Numerous studies have determined that cocaine use increases blood pressure and the hardening of arteries in its users, but now new research has helped pinpoint just how that actually happens on a molecular level – at least in mice.

The discovery opens up potential methods of fighting some of the physical damage cocaine inflicts on a user’s cardiovascular system. It may also provide hope in finding ways to ward off similar destruction often seen in the aging bodies of non-drug users.

In a study published Monday in the journal Hypertension, three groups of mice received daily injections of cocaine, a cocaine equivalent that does not enter the brain but still directly impacts other organs as well as the cardiovascular system, or saline for 10 days. Blood pressure increased in the mice shot with cocaine and the cocaine equivalent. These two groups also saw an increase in aortic stiffness – a hardening of arteries normally associated with aging and closely linked with high blood pressure.

But researchers also discovered that cocaine exposure increased the production of oxygen-derived free radicals, which are normally unstable atoms that, at lower levels, can help the body neutralize harmful organisms like viruses or bacteria.

But high levels of free-radical production can contribute to illness, aging and, among cocaine-injected mice in the study, damage to the body’s heart and blood vessel system.

“What this study does is it actually fills in some of the details that tell us, at a molecular level, how repeated use of cocaine causes various adverse effects,” said cardiac physiologist Steven Houser, director of Temple University’s Cardiovascular Research Center, who was not involved in the study.

“We knew that cocaine can increase blood pressure, and we knew that cocaine can cause aortic stiffening. What we didn’t know was exactly how it did all that, and this study gives us some insight into what happens in the middle, between cocaine abuse and aortic stiffness.”

Findings about cocaine-induced health problems have been well documented in previous studies, the study noted. Cocaine use leads to higher blood pressure, stiffer arteries and other problems, ranging from an irregular heart rhythm to heart attacks and strokes.
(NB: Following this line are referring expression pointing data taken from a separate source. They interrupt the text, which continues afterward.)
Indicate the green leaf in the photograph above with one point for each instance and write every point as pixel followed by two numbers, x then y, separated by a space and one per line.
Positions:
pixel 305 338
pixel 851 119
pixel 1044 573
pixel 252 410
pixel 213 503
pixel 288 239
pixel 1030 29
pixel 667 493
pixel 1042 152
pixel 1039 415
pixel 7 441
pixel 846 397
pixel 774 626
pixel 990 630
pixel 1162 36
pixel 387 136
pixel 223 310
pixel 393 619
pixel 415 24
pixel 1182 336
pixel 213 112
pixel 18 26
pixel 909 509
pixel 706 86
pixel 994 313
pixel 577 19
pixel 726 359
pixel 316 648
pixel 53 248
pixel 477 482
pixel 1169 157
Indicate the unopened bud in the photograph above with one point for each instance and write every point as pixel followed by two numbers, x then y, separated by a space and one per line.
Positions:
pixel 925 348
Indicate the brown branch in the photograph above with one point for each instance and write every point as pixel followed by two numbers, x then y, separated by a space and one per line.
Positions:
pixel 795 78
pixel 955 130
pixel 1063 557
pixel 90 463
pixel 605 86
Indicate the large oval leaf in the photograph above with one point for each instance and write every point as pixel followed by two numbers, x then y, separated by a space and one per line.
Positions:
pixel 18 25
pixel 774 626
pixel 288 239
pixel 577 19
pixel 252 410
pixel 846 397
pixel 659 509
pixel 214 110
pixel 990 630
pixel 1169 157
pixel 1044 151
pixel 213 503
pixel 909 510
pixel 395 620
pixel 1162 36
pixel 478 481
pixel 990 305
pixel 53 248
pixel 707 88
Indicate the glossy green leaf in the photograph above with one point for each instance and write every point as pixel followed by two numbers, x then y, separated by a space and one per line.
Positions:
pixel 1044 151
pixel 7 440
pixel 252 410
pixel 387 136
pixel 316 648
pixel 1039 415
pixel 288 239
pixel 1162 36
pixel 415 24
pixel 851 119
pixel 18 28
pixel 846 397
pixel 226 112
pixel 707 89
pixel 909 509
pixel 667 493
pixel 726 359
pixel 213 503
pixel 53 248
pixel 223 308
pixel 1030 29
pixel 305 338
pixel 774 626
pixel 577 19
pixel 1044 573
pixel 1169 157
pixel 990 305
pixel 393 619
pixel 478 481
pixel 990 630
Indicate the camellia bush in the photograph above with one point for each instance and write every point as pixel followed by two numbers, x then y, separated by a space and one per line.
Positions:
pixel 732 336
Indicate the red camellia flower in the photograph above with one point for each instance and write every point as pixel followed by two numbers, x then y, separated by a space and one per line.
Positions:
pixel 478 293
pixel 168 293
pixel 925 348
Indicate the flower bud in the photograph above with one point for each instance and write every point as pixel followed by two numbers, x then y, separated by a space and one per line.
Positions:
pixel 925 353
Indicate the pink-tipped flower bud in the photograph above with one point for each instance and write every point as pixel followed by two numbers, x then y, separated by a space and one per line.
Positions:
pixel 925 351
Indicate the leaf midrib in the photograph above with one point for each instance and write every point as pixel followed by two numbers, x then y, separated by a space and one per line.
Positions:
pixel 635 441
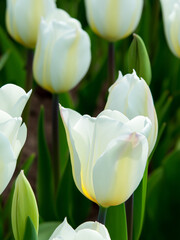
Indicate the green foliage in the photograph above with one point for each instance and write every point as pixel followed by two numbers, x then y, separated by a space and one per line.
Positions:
pixel 139 206
pixel 46 229
pixel 30 232
pixel 45 189
pixel 138 59
pixel 163 201
pixel 116 222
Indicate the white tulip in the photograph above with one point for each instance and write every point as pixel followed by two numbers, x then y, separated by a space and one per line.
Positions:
pixel 108 154
pixel 62 55
pixel 13 99
pixel 12 139
pixel 86 231
pixel 23 18
pixel 171 17
pixel 112 19
pixel 132 96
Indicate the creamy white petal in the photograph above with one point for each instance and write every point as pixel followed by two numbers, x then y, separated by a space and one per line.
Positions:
pixel 171 17
pixel 13 99
pixel 109 18
pixel 132 97
pixel 21 138
pixel 88 234
pixel 7 162
pixel 142 125
pixel 64 231
pixel 123 166
pixel 96 226
pixel 23 24
pixel 62 55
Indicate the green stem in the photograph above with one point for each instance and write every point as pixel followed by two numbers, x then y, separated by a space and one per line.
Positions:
pixel 28 84
pixel 102 215
pixel 55 139
pixel 111 63
pixel 129 215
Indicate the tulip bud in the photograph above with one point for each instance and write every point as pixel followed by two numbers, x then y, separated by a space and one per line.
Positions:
pixel 131 96
pixel 87 230
pixel 23 19
pixel 171 13
pixel 113 20
pixel 62 55
pixel 108 145
pixel 23 206
pixel 138 59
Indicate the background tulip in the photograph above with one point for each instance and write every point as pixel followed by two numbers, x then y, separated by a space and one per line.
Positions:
pixel 108 154
pixel 62 55
pixel 86 231
pixel 12 139
pixel 171 17
pixel 132 96
pixel 23 19
pixel 13 99
pixel 113 20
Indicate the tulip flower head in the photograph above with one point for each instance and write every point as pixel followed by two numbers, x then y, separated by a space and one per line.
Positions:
pixel 13 99
pixel 86 231
pixel 171 17
pixel 62 55
pixel 108 154
pixel 112 19
pixel 131 96
pixel 23 18
pixel 12 132
pixel 12 138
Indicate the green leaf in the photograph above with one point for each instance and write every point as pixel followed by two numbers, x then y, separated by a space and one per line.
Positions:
pixel 4 59
pixel 28 163
pixel 139 206
pixel 66 101
pixel 116 222
pixel 30 232
pixel 46 229
pixel 64 196
pixel 138 59
pixel 45 189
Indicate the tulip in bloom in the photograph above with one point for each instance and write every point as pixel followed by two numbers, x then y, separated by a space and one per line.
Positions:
pixel 12 138
pixel 108 154
pixel 86 231
pixel 131 96
pixel 112 19
pixel 171 17
pixel 13 99
pixel 23 18
pixel 23 205
pixel 62 55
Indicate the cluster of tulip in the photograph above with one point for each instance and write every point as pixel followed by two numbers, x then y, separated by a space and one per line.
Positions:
pixel 109 152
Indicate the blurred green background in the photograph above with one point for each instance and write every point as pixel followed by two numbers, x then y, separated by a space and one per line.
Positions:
pixel 162 210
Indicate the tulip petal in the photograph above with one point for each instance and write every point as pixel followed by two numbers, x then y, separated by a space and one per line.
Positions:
pixel 70 118
pixel 123 165
pixel 21 138
pixel 88 235
pixel 96 226
pixel 63 231
pixel 131 96
pixel 15 104
pixel 142 125
pixel 7 162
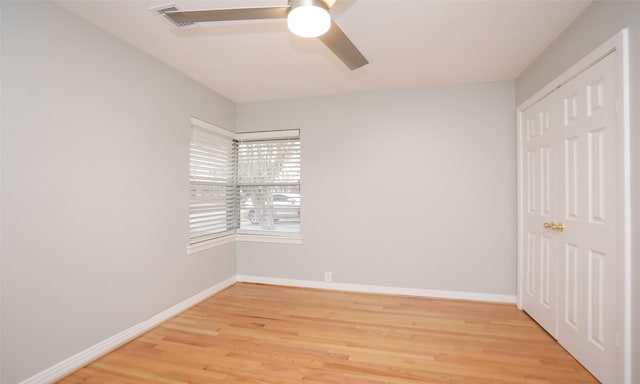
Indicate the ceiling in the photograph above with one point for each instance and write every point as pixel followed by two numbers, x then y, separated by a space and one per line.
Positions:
pixel 409 43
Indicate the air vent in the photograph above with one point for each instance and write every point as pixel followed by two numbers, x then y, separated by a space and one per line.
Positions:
pixel 163 9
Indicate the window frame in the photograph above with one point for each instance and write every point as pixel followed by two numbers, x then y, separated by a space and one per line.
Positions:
pixel 229 236
pixel 213 180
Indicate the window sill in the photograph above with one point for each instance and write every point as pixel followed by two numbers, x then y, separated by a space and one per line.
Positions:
pixel 244 237
pixel 198 247
pixel 280 239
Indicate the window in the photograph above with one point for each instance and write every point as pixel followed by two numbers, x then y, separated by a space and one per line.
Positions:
pixel 269 182
pixel 212 159
pixel 247 184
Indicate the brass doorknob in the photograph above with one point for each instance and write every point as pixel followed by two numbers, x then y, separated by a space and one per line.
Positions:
pixel 553 226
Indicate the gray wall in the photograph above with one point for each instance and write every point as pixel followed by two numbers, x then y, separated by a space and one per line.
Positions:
pixel 94 187
pixel 597 24
pixel 410 189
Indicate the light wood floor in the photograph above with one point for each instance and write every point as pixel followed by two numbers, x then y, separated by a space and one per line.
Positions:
pixel 253 333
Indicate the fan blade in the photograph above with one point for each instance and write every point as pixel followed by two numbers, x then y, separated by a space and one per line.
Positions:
pixel 342 47
pixel 228 14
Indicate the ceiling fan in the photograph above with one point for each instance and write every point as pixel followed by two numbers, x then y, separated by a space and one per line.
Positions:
pixel 306 18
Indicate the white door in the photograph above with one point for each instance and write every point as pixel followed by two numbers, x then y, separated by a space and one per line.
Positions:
pixel 541 153
pixel 570 179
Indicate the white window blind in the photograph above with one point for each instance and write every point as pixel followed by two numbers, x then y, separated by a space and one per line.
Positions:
pixel 268 182
pixel 212 171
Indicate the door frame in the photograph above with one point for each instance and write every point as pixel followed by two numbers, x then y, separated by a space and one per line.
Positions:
pixel 619 44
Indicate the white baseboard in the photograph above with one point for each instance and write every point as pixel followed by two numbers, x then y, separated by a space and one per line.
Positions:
pixel 473 296
pixel 92 353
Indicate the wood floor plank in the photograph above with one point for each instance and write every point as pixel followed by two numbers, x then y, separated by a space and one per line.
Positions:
pixel 251 333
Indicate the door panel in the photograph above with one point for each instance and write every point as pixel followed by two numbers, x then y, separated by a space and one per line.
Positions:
pixel 570 177
pixel 540 294
pixel 590 176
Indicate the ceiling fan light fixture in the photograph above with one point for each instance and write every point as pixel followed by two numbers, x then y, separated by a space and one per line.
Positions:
pixel 309 18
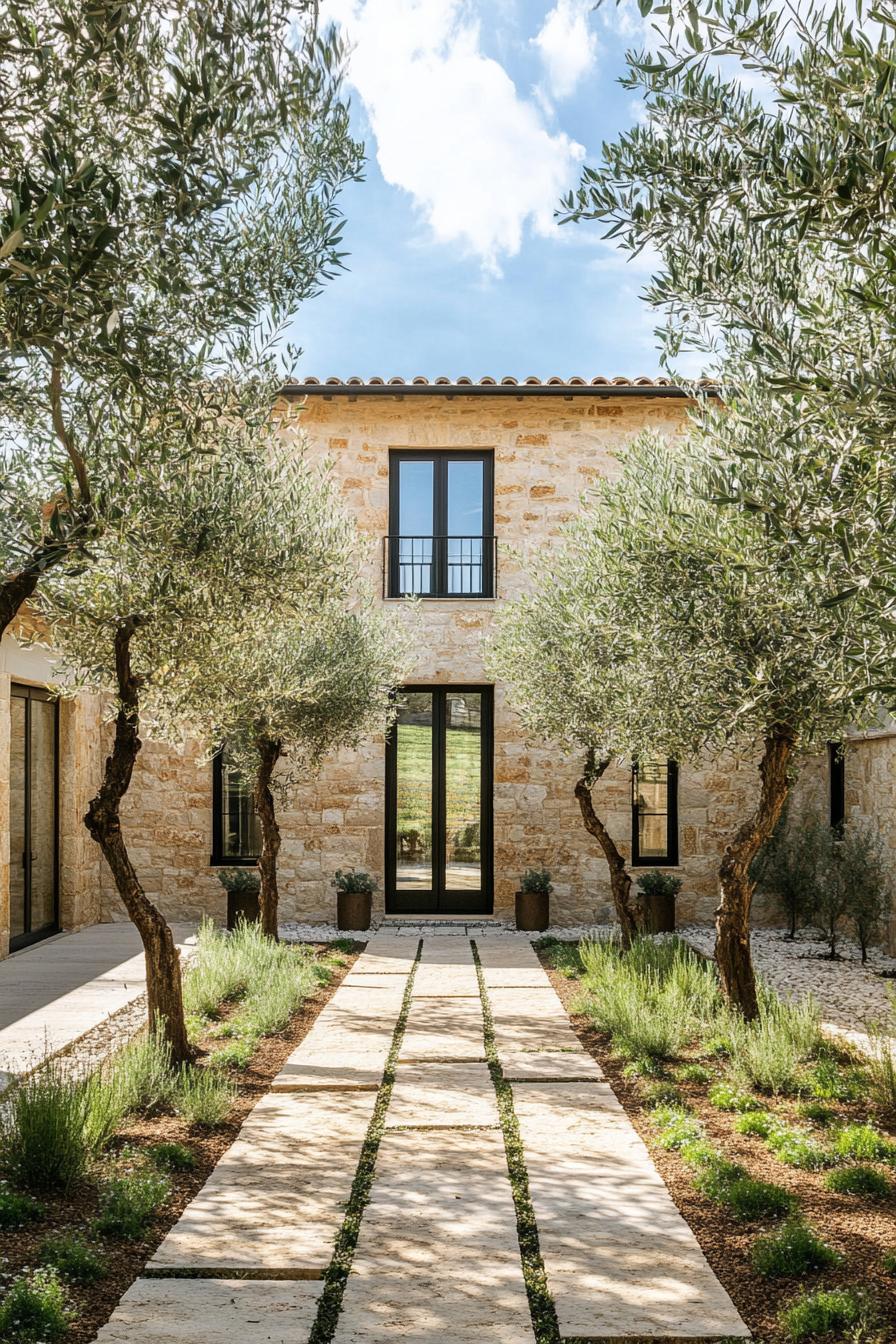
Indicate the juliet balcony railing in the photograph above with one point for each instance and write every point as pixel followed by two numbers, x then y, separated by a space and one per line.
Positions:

But “discovery of this novel cocaine … pathway provides a potential new therapeutic avenue for treatment of cocaine abuse-related (cardiovascular) disease,” the researchers wrote.

Currently, there is no specific medical treatment for cocaine abuse “mainly because we do not understand the mechanism causing the damage” to the body, said Dr. Chunming Dong, the lead author of the study and a cardiologist at the University of Miami’s Miller School of Medicine.

“Our research defines a pathway that was not really known before, so now we have another tool in our box to counteract the effects of cocaine,” he said.

An estimated 1.9 million Americans age 12 and older use cocaine, according to 2016 data from the National Survey on Drug Use and Health.

The findings open up potential therapies to reduce or even block cocaine-induced damage on the body. But scientists also might be able to apply those treatments on a wider scale to treat high blood pressure and aortic stiffness in the nation’s aging population.

“That would be the broad potential application,” Houser said. “But there are lots of things that need to be done from this mouse study to make it something that would have impact in people.”

Dong agreed, chiming in that he and other scientists involved in the study continue to pursue additional research to follow up on their work.

“I do not want to overstate these findings. It’s very important to remember that all animals, especially humans, are very complicated,” he said. “I do not believe that one pathway accounts for all the cocaine effects in its entirety.”